Al poner las manos me siento formar parte intrínseca de lo realizado, me llena de una energía extraordinaria sentirme capaz de entregar un poco de esfuerzo físico, me enorgullece saber que mis manos no poseen una fragilidad inútil para el hacer.

En mi hogar no se hace necesario llamar un técnico para poner un clavo, componer algo defectuoso o reponer alguna pieza dañada, salvo cuando se requiere algún grado de especialidad técnica. Con ello, sumo puntos en la confianza de mi mujer, al tiempo que puedo enseñar a mis hijos el valor de no mantenerse con los brazos cruzados y aprender a solucionar cosas también con labor.

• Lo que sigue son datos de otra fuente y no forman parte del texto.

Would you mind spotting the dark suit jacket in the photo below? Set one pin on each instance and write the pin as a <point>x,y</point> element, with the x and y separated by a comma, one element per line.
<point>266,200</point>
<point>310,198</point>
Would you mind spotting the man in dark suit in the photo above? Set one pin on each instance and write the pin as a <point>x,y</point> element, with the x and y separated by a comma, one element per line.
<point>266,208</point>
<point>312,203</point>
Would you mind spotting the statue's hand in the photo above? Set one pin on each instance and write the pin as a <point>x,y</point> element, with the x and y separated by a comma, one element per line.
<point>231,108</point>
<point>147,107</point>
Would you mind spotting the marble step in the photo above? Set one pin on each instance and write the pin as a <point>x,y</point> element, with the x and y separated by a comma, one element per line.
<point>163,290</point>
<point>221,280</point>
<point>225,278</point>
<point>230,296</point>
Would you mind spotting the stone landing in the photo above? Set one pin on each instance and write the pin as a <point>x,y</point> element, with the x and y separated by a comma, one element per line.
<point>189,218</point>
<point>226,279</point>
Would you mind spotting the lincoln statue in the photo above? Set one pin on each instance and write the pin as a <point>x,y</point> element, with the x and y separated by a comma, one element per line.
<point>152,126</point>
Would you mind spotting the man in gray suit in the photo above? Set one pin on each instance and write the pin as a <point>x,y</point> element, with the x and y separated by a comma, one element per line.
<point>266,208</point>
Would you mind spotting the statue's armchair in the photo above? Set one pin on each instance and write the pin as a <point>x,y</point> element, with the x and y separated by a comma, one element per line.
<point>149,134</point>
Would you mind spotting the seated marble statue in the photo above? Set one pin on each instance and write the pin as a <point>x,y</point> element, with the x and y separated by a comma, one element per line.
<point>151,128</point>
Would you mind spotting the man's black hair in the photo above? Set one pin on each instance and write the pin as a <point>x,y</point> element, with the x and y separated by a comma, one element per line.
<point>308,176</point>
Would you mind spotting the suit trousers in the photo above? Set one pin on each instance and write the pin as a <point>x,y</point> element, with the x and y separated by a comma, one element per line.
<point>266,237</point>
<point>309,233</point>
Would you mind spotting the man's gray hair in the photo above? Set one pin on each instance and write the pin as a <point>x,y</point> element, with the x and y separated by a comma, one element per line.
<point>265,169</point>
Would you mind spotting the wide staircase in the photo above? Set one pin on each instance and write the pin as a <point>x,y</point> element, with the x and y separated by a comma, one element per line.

Muchos son los que entienden que su estatus o profesión no está al nivel de sudar un poco, salvo en el gimnasio o en alguna actividad de ocio, se  sienten degradados con los trabajos manuales, entienden que esas son cosas de subordinados y servidumbre. Yo he aprendido todo lo contrario con el tiempo.  No es posible saber los cambios que envolverán nuestro destino, si en alguna ocasión hará falta desenvolvernos con nuestras propias manos por alguna emergencia o situación permanente. Ahí el aprender a sudar se hace valiosísimo.  Por igual, brindar herramientas de desempeño a nuestros hijos es un legado que les evitaría muchas lágrimas desafortunadas.

Y por los demás, jamás vi algo tan efectivo como el ejemplo. La adhesión al compromiso de los supervisados es mucho mayor cuando entienden que uno es capaz, que uno también puede ensuciarse las manos junto a ellos.